Fujisawa Tomoyuki
Second Division, Department of Internal Medicine, Hamamatsu University School of Medicine, 1-20-1 Handayama Higashi-ku, Hamamatsu 431-3192, Japan.
Medicina (Kaunas). 2021 Apr 3;57(4):347. doi: 10.3390/medicina57040347.
Idiopathic inflammatory myopathies, including polymyositis (PM), dermatomyositis (DM), and clinically amyopathic DM (CADM), are a diverse group of autoimmune diseases characterized by muscular involvement and extramuscular manifestations. Interstitial lung disease (ILD) has major pulmonary involvement and is associated with increased mortality in PM/DM/CADM. The management of PM-/DM-/CADM-associated ILD (PM/DM/CADM-ILD) requires careful evaluation of the disease severity and clinical subtype, including the ILD forms (acute/subacute or chronic), because of the substantial heterogeneity of their clinical courses. Recent studies have highlighted the importance of myositis-specific autoantibodies' status, especially anti-melanoma differentiation-associated gene 5 (MDA5) and anti-aminoacyl tRNA synthetase (ARS) antibodies, in order to evaluate the clinical phenotypes and treatment of choice for PM/DM/CADM-ILD. Because the presence of the anti-MDA5 antibody is a strong predictor of a worse prognosis, combination treatment with glucocorticoids (GCs) and calcineurin inhibitors (CNIs; tacrolimus (TAC) or cyclosporin A (CsA)) is recommended for patients with anti-MDA5 antibody-positive DM/CADM-ILD. Rapidly progressive DM/CADM-ILD with the anti-MDA5 antibody is the most intractable condition, which requires immediate combined immunosuppressive therapy with GCs, CNIs, and intravenous cyclophosphamide. Additional salvage therapies (rituximab, tofacitinib, and plasma exchange) should be considered for patients with refractory ILD. Patients with anti-ARS antibody-positive ILD respond better to GC treatment, but with frequent recurrence; thus, GCs plus immunosuppressants (TAC, CsA, azathioprine, and mycophenolate mofetil) are often needed in order to achieve favorable long-term disease control. PM/DM/CADM-ILD management is still a therapeutic challenge for clinicians, as evidence-based guidelines do not exist to help with management decisions. A few prospective clinical trials have been recently reported regarding the treatment of PM/DM/CADM-ILD. Here, the current knowledge on the pharmacologic managements of PM/DM/CADM-ILD was mainly reviewed.

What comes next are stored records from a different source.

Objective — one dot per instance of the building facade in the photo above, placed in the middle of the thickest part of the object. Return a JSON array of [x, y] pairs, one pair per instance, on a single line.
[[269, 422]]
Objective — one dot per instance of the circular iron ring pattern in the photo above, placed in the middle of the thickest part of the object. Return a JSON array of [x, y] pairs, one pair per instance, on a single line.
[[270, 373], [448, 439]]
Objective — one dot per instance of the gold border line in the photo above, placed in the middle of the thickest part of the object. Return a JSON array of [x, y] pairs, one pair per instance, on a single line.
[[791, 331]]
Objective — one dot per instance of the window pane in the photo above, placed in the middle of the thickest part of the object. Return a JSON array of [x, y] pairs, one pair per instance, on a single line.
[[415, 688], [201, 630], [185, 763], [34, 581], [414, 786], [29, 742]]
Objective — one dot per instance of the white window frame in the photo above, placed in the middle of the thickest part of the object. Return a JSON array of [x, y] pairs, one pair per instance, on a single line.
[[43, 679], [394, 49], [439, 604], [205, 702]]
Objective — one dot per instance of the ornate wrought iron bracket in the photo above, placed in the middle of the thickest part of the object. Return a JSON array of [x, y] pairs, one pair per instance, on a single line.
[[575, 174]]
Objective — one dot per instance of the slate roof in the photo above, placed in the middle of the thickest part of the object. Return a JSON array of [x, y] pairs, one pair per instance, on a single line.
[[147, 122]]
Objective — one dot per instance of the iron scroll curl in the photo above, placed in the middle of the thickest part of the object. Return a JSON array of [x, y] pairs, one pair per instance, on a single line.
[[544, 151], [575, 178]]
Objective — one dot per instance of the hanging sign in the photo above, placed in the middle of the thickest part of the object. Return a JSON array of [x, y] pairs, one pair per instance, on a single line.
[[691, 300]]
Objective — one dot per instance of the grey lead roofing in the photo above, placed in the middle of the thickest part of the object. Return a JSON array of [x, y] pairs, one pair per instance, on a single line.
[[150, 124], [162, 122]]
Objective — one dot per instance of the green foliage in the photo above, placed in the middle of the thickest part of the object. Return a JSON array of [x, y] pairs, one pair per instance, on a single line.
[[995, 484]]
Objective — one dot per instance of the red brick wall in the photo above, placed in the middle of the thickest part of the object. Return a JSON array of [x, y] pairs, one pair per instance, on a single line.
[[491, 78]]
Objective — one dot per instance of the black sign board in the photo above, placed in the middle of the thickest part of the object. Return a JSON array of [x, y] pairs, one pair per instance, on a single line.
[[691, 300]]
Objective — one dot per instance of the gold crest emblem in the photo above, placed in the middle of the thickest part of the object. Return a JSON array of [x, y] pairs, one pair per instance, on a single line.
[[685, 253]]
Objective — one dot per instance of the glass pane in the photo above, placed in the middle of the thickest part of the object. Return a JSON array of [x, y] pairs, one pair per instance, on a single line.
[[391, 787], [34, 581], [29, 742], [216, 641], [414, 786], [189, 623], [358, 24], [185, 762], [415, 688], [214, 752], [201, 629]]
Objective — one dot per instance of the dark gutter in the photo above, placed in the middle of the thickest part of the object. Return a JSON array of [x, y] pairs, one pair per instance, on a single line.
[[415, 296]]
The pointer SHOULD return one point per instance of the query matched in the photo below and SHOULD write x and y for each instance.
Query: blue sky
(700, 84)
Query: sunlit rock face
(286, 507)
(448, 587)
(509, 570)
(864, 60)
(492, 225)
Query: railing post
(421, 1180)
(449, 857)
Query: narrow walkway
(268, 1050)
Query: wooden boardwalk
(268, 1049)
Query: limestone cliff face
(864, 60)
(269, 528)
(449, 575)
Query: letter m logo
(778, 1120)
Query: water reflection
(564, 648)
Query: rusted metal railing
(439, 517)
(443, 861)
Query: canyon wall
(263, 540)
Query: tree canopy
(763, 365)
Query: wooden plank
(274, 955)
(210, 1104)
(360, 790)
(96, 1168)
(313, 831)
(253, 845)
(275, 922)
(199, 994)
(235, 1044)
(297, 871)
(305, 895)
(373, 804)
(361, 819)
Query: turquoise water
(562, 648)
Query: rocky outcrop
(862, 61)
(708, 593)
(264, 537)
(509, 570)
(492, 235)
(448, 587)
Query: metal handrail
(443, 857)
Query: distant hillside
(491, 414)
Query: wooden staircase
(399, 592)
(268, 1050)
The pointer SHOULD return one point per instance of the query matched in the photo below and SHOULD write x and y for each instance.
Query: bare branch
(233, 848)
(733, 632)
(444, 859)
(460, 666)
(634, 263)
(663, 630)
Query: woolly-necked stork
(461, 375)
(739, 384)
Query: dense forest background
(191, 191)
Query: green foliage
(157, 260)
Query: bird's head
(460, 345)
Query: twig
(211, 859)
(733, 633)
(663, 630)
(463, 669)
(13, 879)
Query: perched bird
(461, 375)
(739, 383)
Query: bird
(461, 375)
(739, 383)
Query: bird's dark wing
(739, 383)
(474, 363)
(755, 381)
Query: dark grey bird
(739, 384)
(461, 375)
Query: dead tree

特发性炎性肌病,包括多发性肌炎(PM)、皮肌炎(DM)和临床无肌病性皮肌炎(CADM),是一组多样的自身免疫性疾病,其特征为肌肉受累及肌肉外表现。间质性肺疾病(ILD)主要累及肺部,与PM/DM/CADM患者死亡率增加相关。由于PM/DM/CADM相关ILD(PM/DM/CADM-ILD)临床病程存在显著异质性,其管理需要仔细评估疾病严重程度和临床亚型,包括ILD类型(急性/亚急性或慢性)。最近的研究强调了肌炎特异性自身抗体状态的重要性,尤其是抗黑色素瘤分化相关基因5(MDA5)和抗氨酰tRNA合成酶(ARS)抗体,以便评估PM/DM/CADM-ILD的临床表型和治疗选择。由于抗MDA5抗体的存在是预后较差的有力预测指标,对于抗MDA5抗体阳性的DM/CADM-ILD患者,建议联合使用糖皮质激素(GCs)和钙调神经磷酸酶抑制剂(CNIs;他克莫司(TAC)或环孢素A(CsA))进行治疗。抗MDA5抗体阳性的快速进展性DM/CADM-ILD是最难治疗的情况,需要立即联合使用GCs、CNIs和静脉注射环磷酰胺进行免疫抑制治疗。对于难治性ILD患者,应考虑额外的挽救治疗(利妥昔单抗、托法替布和血浆置换)。抗ARS抗体阳性的ILD患者对GC治疗反应较好,但易复发;因此,通常需要GCs加免疫抑制剂(TAC、CsA、硫唑嘌呤和霉酚酸酯)以实现良好的长期疾病控制。PM/DM/CADM-ILD的管理对临床医生来说仍然是一个治疗挑战,因为目前尚无基于证据的指南来帮助做出管理决策。最近有一些关于PM/DM/CADM-ILD治疗的前瞻性临床试验报告。在此,主要综述了目前关于PM/DM/CADM-ILD药物治疗的知识。